J.R. On a vécu pendant plusieurs années dans l’illusion d’avoir dépassé le capitalisme industriel, d’être dans une société postfordiste où le travail matériel aurait disparu et le monde serait devenu un univers de petits bourgeois consommateurs. Mais la réalité du capitalisme n’est pas celle de sociétés où les rapports de dominations se seraient évaporés. Bien au contraire, on retrouve des formes d’exploitation qu’on pensait appartenir au passé. Le travail à domicile, celui des enfants, des esclaves : c’est une partie de l’économie capitaliste. Le dépassement du capitalisme fordiste, c’est l’éclatement organisé des processus de travail, la fabrication d’un monde où tout est fait pour séparer les gens, les cloisonner pour éviter toute rencontre et donc toute lutte collective. C’est aussi une société où les inégalités ne cessent de se creuser contrairement à tout ce qu’on a raconté sur l’égalitarisme triomphant.
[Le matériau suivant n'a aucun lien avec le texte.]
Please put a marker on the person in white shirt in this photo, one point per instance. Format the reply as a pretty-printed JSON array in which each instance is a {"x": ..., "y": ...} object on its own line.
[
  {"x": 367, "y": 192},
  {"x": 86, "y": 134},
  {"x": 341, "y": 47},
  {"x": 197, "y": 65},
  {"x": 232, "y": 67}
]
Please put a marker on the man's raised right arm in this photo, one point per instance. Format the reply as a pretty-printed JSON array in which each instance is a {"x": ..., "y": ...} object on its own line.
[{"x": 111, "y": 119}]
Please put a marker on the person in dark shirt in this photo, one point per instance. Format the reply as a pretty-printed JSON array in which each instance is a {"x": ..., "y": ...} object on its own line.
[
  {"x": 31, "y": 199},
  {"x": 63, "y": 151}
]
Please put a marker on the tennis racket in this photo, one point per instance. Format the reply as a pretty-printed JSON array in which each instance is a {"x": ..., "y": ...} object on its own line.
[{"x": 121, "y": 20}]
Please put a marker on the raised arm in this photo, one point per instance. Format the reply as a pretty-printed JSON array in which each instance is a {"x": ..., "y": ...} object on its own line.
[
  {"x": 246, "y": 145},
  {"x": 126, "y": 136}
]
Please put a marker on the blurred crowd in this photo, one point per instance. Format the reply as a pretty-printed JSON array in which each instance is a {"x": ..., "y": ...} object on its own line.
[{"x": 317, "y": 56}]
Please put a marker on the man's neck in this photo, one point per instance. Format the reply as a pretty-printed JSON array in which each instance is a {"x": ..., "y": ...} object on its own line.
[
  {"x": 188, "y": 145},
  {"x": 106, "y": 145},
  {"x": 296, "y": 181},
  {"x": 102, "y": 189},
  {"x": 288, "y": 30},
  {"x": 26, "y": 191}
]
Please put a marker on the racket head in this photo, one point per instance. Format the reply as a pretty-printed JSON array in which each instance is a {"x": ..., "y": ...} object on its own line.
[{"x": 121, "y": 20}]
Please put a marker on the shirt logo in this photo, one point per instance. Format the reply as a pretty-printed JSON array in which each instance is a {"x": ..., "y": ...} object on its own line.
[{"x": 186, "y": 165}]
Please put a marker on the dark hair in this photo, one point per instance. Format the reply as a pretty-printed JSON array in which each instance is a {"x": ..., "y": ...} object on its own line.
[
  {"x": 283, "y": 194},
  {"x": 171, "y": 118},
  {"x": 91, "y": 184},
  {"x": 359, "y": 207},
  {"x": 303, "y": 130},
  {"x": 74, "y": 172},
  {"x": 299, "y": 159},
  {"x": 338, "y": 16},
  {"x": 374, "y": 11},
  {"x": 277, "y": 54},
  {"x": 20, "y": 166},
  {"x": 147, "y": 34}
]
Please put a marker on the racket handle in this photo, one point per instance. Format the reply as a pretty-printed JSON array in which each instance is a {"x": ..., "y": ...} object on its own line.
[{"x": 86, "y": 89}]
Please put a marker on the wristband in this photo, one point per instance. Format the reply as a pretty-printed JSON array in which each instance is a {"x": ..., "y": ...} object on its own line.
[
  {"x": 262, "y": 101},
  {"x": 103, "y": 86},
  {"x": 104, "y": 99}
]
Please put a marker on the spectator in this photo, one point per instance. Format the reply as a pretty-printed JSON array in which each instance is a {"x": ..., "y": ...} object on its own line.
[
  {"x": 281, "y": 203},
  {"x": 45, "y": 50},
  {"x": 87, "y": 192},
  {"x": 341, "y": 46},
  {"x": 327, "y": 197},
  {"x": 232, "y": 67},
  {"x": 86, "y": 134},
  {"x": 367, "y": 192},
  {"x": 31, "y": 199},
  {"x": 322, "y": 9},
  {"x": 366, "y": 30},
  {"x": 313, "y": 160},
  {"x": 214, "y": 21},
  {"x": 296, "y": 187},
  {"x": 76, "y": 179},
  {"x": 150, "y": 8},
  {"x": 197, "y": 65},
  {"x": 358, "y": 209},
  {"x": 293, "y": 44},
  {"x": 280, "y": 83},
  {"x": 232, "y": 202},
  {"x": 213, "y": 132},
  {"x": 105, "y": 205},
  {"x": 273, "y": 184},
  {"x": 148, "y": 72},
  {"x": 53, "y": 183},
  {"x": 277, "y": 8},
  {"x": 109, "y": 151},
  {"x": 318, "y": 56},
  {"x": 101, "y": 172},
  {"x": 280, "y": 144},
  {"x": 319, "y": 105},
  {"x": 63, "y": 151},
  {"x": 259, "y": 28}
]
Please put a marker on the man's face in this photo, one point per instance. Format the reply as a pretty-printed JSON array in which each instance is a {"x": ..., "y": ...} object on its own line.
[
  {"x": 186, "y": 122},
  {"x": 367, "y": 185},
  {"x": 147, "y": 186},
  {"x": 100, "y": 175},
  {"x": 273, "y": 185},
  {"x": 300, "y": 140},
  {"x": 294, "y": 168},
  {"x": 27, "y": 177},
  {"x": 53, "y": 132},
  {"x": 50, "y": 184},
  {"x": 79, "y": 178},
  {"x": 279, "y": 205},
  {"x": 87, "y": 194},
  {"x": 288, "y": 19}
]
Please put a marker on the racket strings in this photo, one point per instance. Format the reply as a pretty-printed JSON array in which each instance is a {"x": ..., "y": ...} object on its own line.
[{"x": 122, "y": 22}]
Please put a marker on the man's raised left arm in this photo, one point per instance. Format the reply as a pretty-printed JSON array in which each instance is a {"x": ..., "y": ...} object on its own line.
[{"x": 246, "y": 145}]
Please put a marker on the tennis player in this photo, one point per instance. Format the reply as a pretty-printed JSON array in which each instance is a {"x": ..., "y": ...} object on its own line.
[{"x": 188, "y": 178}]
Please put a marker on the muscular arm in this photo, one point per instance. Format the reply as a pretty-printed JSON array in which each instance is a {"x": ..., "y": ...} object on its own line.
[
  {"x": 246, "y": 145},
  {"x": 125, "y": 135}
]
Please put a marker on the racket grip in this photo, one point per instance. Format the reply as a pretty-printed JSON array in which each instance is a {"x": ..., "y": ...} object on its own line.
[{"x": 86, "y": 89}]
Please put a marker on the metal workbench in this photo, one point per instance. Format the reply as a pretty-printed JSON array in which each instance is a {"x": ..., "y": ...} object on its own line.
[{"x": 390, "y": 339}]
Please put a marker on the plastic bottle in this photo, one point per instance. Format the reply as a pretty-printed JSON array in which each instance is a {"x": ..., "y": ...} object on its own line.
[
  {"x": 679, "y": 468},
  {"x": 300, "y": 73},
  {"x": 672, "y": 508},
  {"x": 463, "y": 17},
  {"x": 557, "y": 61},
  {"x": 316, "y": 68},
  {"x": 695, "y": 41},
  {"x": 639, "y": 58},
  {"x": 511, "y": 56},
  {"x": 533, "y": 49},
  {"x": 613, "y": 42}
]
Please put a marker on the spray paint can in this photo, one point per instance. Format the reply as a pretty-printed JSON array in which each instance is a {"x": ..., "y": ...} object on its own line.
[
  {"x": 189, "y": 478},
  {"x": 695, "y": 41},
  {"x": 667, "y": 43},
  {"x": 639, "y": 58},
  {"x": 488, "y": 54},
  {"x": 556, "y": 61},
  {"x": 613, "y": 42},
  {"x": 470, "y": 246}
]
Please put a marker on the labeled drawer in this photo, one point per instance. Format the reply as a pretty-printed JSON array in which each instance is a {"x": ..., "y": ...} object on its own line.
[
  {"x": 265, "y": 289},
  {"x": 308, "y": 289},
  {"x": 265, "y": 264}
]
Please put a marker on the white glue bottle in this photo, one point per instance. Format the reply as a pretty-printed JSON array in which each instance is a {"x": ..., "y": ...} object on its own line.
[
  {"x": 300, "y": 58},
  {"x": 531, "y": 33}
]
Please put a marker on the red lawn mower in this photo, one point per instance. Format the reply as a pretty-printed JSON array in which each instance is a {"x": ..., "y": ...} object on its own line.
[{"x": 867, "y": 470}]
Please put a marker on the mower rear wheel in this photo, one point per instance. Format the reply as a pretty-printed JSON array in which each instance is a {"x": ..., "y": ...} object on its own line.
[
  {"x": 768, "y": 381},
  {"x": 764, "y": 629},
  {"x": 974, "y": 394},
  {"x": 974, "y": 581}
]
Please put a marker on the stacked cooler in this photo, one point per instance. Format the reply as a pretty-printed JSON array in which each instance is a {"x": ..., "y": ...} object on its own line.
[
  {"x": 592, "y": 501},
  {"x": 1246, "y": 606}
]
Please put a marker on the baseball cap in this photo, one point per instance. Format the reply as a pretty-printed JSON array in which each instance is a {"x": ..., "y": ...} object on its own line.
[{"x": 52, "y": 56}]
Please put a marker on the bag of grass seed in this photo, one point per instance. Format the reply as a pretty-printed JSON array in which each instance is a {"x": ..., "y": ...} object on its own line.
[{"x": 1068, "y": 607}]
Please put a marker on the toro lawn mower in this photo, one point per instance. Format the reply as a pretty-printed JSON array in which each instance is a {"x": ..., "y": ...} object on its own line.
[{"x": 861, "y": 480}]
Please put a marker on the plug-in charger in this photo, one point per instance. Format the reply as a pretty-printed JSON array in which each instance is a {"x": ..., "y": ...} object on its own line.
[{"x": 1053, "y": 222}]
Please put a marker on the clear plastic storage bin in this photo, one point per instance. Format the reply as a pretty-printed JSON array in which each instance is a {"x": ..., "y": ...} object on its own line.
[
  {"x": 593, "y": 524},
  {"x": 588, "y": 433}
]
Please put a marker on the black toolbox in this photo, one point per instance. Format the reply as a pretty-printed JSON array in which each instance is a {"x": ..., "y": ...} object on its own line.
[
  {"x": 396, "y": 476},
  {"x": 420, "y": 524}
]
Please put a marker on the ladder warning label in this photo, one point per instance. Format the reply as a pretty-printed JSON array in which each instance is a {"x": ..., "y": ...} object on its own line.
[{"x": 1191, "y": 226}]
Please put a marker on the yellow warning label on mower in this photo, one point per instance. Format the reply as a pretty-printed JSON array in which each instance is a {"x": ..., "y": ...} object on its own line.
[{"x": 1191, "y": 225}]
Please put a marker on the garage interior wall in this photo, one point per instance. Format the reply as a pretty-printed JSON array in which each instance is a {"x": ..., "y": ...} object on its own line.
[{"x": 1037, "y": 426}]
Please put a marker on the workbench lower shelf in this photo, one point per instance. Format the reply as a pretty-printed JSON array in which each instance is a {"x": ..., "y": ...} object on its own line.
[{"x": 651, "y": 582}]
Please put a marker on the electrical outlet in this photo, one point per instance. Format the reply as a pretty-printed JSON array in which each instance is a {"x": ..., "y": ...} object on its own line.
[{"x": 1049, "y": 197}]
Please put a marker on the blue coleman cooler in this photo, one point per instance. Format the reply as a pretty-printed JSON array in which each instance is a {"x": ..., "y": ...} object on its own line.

P.R. Une ère du capitalisme industriel a pris fin dans les années 1970, celle caractérisée par un mode d’accumulation de capital et d’organisation de la production produisant lui-même la classe ouvrière. C’était un capitalisme où procédures et formes d’organisation standardisées définissaient le travailleur. Un nouveau mode de production s’est développé, qui ne se contente pas d’exploiter la force anonyme de travail. Là où le capitalisme d’innovation mobilise la particularité de chaque individu, le capitalisme industriel convoquait sa généralité. Aujourd’hui, ce qui produit la richesse ce n’est pas seulement l’exploitation mécanique. C’est aussi la valorisation de toutes les formes de singularité : la créativité, l’implication, la responsabilité. Engagement, créativité, autonomie, voilà ce qui conditionne la production moderne. Avec les formes inédites de domination des personnes qui en découlent. Avec la mondialisation, s’exprime aussi toute l’hétérogénéité des formes capitalistes : coexistent ainsi dans nos sociétés des restes du capitalisme fordiste, et même des formes plus archaïques, avec un capitalisme d’innovation très développé. La mondialisation ce n’est pas seulement la multiplication des échanges

Sommes-nous entrés dans une Europe post-démocratique, comme le soutient le philosophe allemand Jürgen Habermas ?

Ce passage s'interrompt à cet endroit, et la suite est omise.